A natural question is why Meta Platforms, typically grouped with these companies as part of the Magnificent Seven, is not on the list. Meta has posted strong returns in recent years, but its contribution to the S&P 500’s 2026 gains has been smaller than the top five, partly because its weighting is lower and partly because its stock-price trajectory this year has been less uniformly upward. Tesla, the other member of the original seven, has seen even more volatility. The point is not that exactly five stocks matter; it is that a very small number of positions are doing most of the work inside what is marketed as a broad index.
The risks the filings flag but investors tend to skip
SEC filings are the gold standard for company-level financials, but they do not contain index-level attribution data. The precise share of S&P 500 gains driven by each stock comes from calculations by S&P Dow Jones Indices and financial-data firms like Bloomberg and FactSet, not from the companies themselves. Those figures shift with every trading session.

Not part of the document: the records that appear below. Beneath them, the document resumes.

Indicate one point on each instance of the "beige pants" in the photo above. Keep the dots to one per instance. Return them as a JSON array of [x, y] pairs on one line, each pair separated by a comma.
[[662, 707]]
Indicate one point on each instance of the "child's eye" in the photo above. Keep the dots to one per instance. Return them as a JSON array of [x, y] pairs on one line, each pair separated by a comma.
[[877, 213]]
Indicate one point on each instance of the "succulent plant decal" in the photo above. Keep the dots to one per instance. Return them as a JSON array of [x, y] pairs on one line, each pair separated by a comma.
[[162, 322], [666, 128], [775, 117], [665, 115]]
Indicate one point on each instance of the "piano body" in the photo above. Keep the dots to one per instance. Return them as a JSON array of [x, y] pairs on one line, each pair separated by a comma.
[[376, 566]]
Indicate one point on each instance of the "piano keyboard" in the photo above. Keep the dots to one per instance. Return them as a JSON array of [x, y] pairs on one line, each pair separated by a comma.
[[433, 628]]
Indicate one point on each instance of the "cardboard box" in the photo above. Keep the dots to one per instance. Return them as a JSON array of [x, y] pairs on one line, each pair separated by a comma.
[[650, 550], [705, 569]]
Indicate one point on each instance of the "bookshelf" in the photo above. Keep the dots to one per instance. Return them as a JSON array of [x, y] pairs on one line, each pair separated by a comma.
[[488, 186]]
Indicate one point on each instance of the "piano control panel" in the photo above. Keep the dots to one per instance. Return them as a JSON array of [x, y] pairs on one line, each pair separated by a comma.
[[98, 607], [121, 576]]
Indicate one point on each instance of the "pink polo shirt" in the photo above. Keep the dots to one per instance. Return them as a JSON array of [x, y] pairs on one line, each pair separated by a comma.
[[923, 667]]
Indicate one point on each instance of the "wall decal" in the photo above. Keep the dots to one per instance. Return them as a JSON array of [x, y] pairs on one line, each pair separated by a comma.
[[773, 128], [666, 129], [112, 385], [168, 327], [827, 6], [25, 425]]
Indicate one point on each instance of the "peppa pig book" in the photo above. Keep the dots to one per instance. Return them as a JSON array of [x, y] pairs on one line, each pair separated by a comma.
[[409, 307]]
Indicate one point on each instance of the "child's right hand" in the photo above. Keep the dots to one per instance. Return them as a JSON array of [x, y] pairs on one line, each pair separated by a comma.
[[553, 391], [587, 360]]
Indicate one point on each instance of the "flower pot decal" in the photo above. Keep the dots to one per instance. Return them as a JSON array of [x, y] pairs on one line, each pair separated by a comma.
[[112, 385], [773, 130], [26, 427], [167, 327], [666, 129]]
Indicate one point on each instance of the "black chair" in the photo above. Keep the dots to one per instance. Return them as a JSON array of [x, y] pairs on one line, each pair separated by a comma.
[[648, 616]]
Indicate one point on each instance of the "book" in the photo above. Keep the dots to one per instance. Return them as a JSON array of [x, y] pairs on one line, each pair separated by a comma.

Forward guidance is where certainty drops sharply. All five companies have outlined aggressive capital-expenditure plans tied to AI infrastructure, but those projections are subject to revision. Supply-chain disruptions, a slowdown in enterprise AI adoption, or a shift in hyperscaler spending priorities could force any of them to scale back. Investors who treat capex guidance as a locked commitment are reading more certainty into the filings than the filings themselves support.

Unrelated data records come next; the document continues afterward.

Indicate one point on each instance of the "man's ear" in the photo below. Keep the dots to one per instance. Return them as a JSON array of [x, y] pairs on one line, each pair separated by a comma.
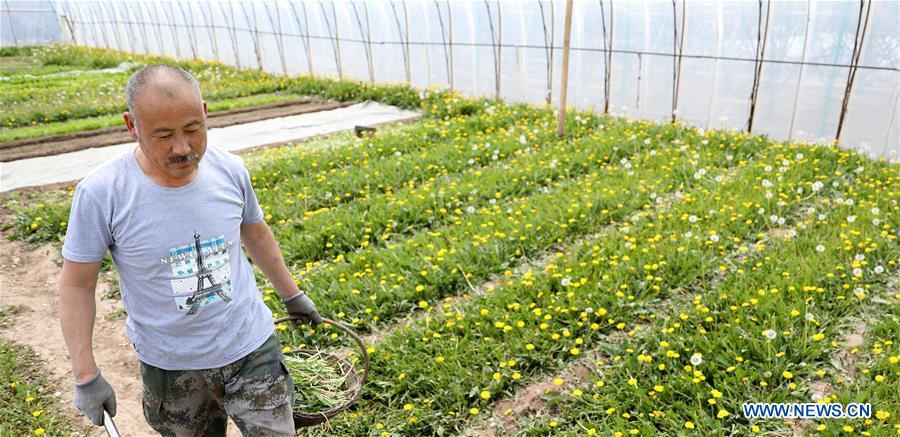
[[129, 123]]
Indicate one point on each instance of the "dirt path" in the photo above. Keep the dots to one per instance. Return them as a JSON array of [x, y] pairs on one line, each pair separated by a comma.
[[56, 144], [28, 282]]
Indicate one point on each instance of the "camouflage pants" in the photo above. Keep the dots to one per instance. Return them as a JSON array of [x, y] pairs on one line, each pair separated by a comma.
[[256, 391]]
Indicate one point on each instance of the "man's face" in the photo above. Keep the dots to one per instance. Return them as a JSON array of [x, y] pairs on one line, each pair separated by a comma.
[[170, 127]]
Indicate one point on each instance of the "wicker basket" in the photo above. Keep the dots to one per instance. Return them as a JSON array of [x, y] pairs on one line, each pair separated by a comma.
[[354, 378]]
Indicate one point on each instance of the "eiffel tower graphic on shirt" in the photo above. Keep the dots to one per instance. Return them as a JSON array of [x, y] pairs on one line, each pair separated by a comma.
[[204, 274]]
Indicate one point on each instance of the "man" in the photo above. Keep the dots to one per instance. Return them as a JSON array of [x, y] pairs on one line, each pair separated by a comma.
[[172, 215]]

Regulatory risk deserves its own line item. Alphabet and Apple face ongoing antitrust cases in the U.S. and Europe. NVIDIA’s export controls for advanced chips to China remain a moving target, with new restrictions possible in any given quarter. Amazon and Microsoft both navigate complex regulatory landscapes around cloud computing, data privacy, and labor practices. None of these risks are priced with precision, and an escalation in any one of them could hit the affected stock, and by extension the index, harder than the market currently expects.
Then there is valuation. These five companies trade at price-to-earnings multiples well above the S&P 500 average, reflecting expectations of sustained double-digit earnings growth. If that growth disappoints, even modestly, the multiple compression could be swift. During the dot-com unwind, stocks that had driven the index higher for years gave back those gains in months once the growth narrative cracked. History does not repeat on a schedule, but the structural setup rhymes.

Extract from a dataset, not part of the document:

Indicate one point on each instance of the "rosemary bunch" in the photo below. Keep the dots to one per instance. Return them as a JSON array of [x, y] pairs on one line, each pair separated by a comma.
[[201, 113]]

How to check your own exposure and rebalance if needed
Start by looking. Vanguard, BlackRock (iShares), Fidelity, and State Street (SPDR) all publish their S&P 500 fund holdings online with only a short delay. Pull up the top-10 holdings page and add up the weight of the five largest positions. If that number is near or above 27%, you are running a portfolio that is far more concentrated than the “500 stocks” label implies.
Investors who are uncomfortable with that level of exposure have several practical options. Equal-weight S&P 500 funds, such as the Invesco S&P 500 Equal Weight ETF (RSP), spread capital evenly across all constituents, reducing the dominance of any single name. Allocating a portion of a portfolio to international equities, small-cap funds, or bonds can dilute the tech tilt further. Some investors choose sector-specific funds to deliberately overweight or underweight industries based on their own risk tolerance.
None of these moves require abandoning index investing. They just require understanding what a market-cap-weighted index actually is: a bet that the biggest companies will keep getting bigger. For much of the past three years, that bet has paid off. But the same mechanical forces that amplify gains on the way up will amplify losses if sentiment shifts. Owning an index fund is still one of the simplest, lowest-cost ways to invest. Just know what you own.